In ancient times, before discovering the fermentation process that produces leavened bread as we know it today, prehistoric people consumed cereal grains mostly either boiled (as hot porridge), or coarsely ground and mixed with liquid (most often water) to make an unleavened cake or "bread". This bread somewhat resembled the flatbreads we know today, but it was definitely not so thin, soft, and white (think pita, but wholemeal and with coarsely ground grains in it). In other words, this was bread in its original, ancient form.
Eden's Original Organic Spelt Crispbread inherits this original, ancient form, but it has a crackerlike consistency which gives it a longer shelf life than leavened (sourdough, yeast or soda) breads or even home-made savoury crackers - without any preservatives whatsoever. Our spelt crispbread is perfect as a pocket-sized snack, giving you all the nutrients without the surplus calories of other snacks.
Our recipe for this lovely crispbread is very simple, we use the following ingredients only:
Depending on the flavour: Whole-spelt flour (70-82%), Seeds (12%-25%), water, palm oil, wheat flakes, sea salt.

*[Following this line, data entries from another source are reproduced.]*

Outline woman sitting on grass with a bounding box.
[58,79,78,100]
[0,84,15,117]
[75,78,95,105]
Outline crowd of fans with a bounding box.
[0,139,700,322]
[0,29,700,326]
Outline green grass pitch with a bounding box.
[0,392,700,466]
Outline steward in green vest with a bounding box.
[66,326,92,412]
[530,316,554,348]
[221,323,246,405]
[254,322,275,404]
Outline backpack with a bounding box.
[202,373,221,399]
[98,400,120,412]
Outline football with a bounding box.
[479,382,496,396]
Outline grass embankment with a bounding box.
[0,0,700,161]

It is 100% organic, so all ingredients are organic certified. The palm oil we use is originated from a sustainable plantation in Columbia. The water we use is filtered water.

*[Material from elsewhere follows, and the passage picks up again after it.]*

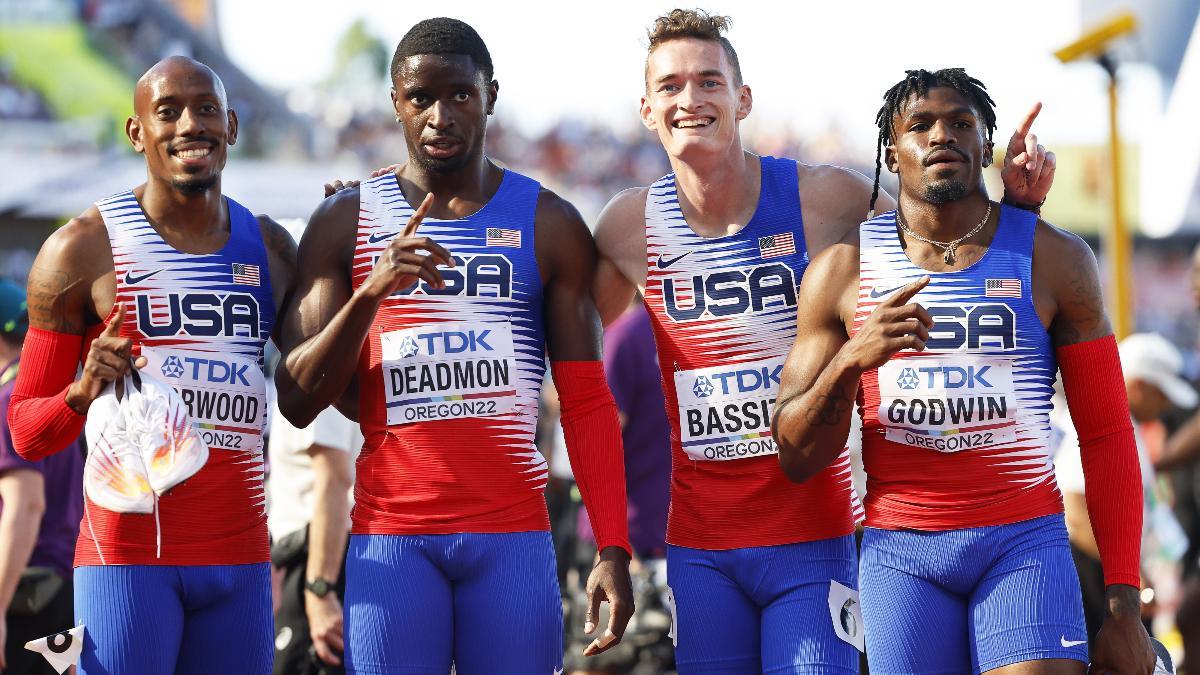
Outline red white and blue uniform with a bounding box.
[76,192,275,673]
[853,207,1087,673]
[644,157,860,673]
[346,171,562,673]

We use a low temperature baking process, thus preserving most of the micronutrients and vitamins, too during the baking.
Our daily bread
Bread is life, as the old folks used to say, but the bread we know today has a long history. Our daily bread has not always been made of common wheat; in ancient times, several other crop cereals like rye, oat, barley and some others were also used to make bread. One of these cereal crops, abandoned by the beginning of the 20th century, is spelt. Abandoned, but not forgotten.